If the measure passes, the community colleges will be able to avoid cutting more classes. If it does not pass, the cuts will be devastating to the education of thousands and thousands of students. The reduced class offerings also means layoffs for faculty and staff: a lot of unemployment.
The signs of waiting vary. One school has created two different schedules for spring classes. I haven't heard the particulars yet, but it would seem that we will be given tentative schedules with the understanding that big changes may occur after the election; in other words our classes come with fewer guarantees than usual. Usually we know before mid-October what we are teaching in January so that we have plenty of time to plan and order books, etc. For adjunct instructors, the possibility of a class being cut or taken over by a full-time faculty member is always a possibility until 2 weeks into the semester. Although historically this a rare occurrence, without passage of this tax measure, we could order our books and begin planning in earnest only to find out that no books or syllabi will be needed.
Perhaps the most telling sign of waiting is the types of job openings at this level. There are small surges in schools advertising for adjunct positions. So far there are no postings for full-time positions. None. Even the adjunct positions are vague about start dates and often include language like, "as needed."

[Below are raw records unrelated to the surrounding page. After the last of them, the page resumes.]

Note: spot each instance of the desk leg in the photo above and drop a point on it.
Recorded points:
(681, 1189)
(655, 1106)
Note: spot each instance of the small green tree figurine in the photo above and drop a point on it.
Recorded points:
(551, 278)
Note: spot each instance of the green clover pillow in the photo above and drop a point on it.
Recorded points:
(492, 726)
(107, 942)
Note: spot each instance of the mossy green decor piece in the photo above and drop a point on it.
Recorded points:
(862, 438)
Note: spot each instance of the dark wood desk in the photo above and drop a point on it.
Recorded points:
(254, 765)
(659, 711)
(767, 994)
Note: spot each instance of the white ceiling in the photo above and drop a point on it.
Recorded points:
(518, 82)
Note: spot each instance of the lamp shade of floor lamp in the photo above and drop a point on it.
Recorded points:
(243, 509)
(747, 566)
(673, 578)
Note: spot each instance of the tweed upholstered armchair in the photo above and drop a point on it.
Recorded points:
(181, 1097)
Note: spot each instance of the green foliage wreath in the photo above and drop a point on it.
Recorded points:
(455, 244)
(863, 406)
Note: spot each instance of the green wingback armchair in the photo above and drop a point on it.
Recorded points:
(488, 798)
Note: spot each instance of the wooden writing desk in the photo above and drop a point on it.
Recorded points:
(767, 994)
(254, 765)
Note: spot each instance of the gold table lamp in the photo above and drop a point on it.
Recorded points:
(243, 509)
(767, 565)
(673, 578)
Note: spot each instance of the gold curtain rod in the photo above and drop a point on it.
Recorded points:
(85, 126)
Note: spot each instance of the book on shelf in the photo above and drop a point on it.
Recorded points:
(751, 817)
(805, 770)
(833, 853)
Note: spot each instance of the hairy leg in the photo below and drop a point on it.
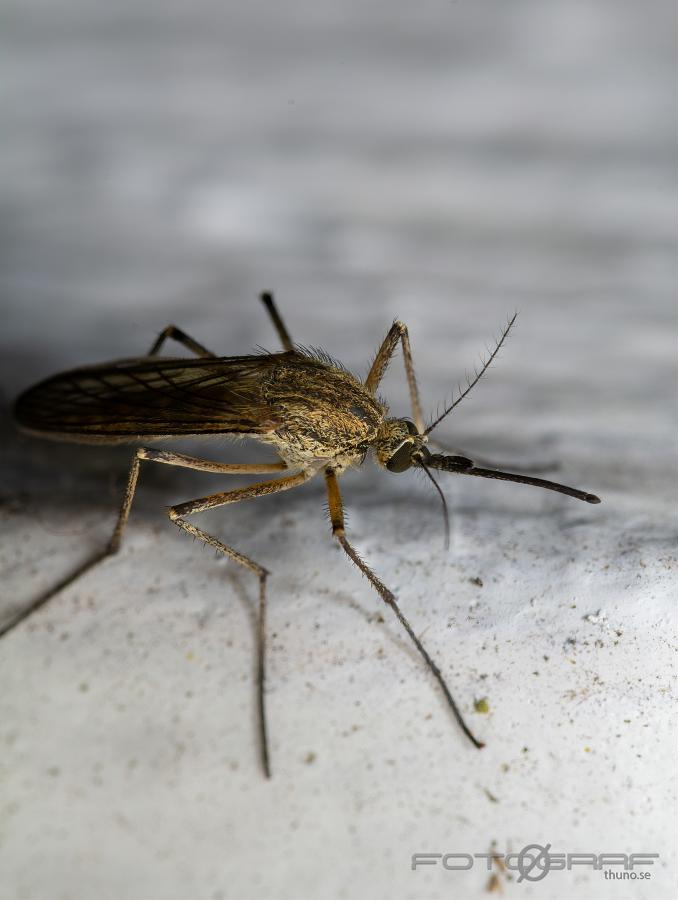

I wonder if the measure passes if the collective release of breath will stoke the embers of dying hiring committees enough that a sudden surplus of full time openings will become available. I can actually imagine the hiring frenzy once departments all over the state have the ability to loosen their fiscal belts enough to take in full breaths. Once the oxygen flows to the collective brain power will they begin to fill the void left by retirements, cuts and natural attrition?
From one fiscal point of view, hiring part-time employees is far less expensive than full-time tenure track. We earn considerably less per hour, often contribute, unpaid, to committees and have access to fewer, if any, benefits. We are not required to work unpaid, but many of us attempt to step into the void left by hiring freezes and staffing cuts because we genuinely want to help our colleagues and our students. If we are hoping for full-time work down the road, the committee work looks great on a resume.
The other, more realistic but less discussed, fiscal perspective is that without dedicated, full-time employees completing the work of the college, a great deal of work left undone has negative effects on students. This is as true at the staff level as at the faculty level. Lost or unseen information creates an often unpredictable, and always negative, impact. Losing any students within the system is harmful, for the student and the college.
The landscape of higher education is in the midst of a mutant evolution. Evolution occurs as a response to a change, a mutation. The financial needs of colleges are changing as the funding mechanism changes. California can no longer guarantee open access to higher education; that legacy is about to be taken off life support. One result of the fiscal changes at the community college level is a shift in priority towards students who are focused on specific goals: vocational training, graduation and transfer. The local community college will no longer be the place to go when you want art, jewelry making, dance or exercise classes; personal enrichment and lifelong learning will no longer be viable or supported goals. If you can't make up your mind what to major in, you better get out now. Too many units means you aren't able to register for classes because you clearly aren't goal oriented enough to be here.
Change is change, the colleges we know today are vastly different than what they were a few generations ago. Santa Rosa Junior College is called a junior college because at one time there was a distinct kind of school that needed that label. Ultimately the concept became obsolete and the community college became the new label to fill the new needs, a response to the changes. Community colleges now are shifting their focus from communities to students. The name, the label, may not change, but how the system caters to students is and will continue to change.
In the meantime we wait to see how those changes will play out. Wait for November. Wait for the election results. Wait to see which changes will occur and which will be left behind.